Gotchas

This page holds a mixed-up collection of gotchas, tips and hard won advice when working with NetKernel applications.

Markdown documentation unterminated <element> tags

When writing NetKernel book or endpoint documentation markup files, any xml element tags in the text must be either teminated or `quoted` with backticks.

This markup line:

2. Created a <rootspace> with public="false" (want to hide csv file from rest of system)

will cause the following exception to be reported in the NetKernel system log:

org.xml.sax.SAXParseException
The element type "rootspace" must be terminated by the matching end-tag "</rootspace>".

Test xpath expressions with active:fragmentHDS

Use the active:fragmentHDS resource in conjunction with the RequestTrace tool to experiment with xpath expressions (where the expression is supposed to return a single node).

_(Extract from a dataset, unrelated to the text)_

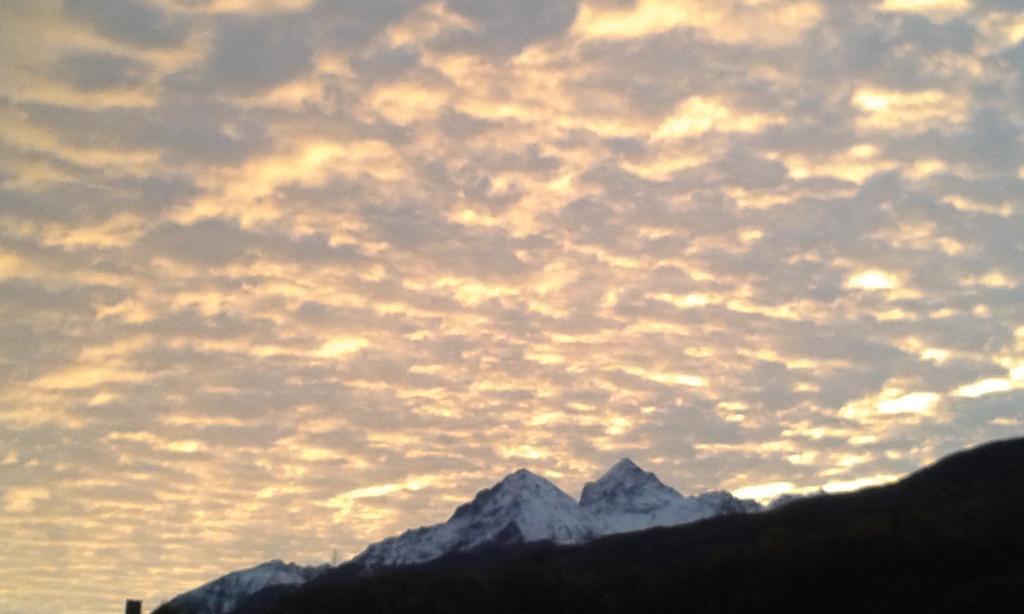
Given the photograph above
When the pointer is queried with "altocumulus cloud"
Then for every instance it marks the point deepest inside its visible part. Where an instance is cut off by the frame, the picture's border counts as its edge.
(278, 277)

You need a org.netkernel.mod.hds space imported into the application space, and then inject a request into an application space, using other resources and test data available:

<request>
  <identifier>active:fragmentHDS</identifier>
  <argument name="xpath"><literal type="string">/teamResults/teamResult[team='Liverpool']</literal></argument>
  <argument name="operand">
        <request>
          <identifier>active:HomeResults</identifier>
            <argument name="matches">active:MatchResults+season@2014-2015</argument>
        </request>
  </argument>
</request>

Endpoint documentation

NetKernel automatically generates a documentation page for every space and endpoint from information provided in the module.xml file. These pages can be enhanced with additional content:

  1. to add a doc (referenced in the module’s etc/system/Docs.xml) for each endpoint you want to document, also specifying <category>doc accessor</category>
  2. adding {endpoint}MyEndpointUri{endpoint} macro to bring in the auto-generated endpoint documentation.

Also, if you add a doc for an endpoint (using the {endpoint .. {/endpoint}) macro, it will not show up properly in the Space Explorer until you rebuild the search index of the NK instance.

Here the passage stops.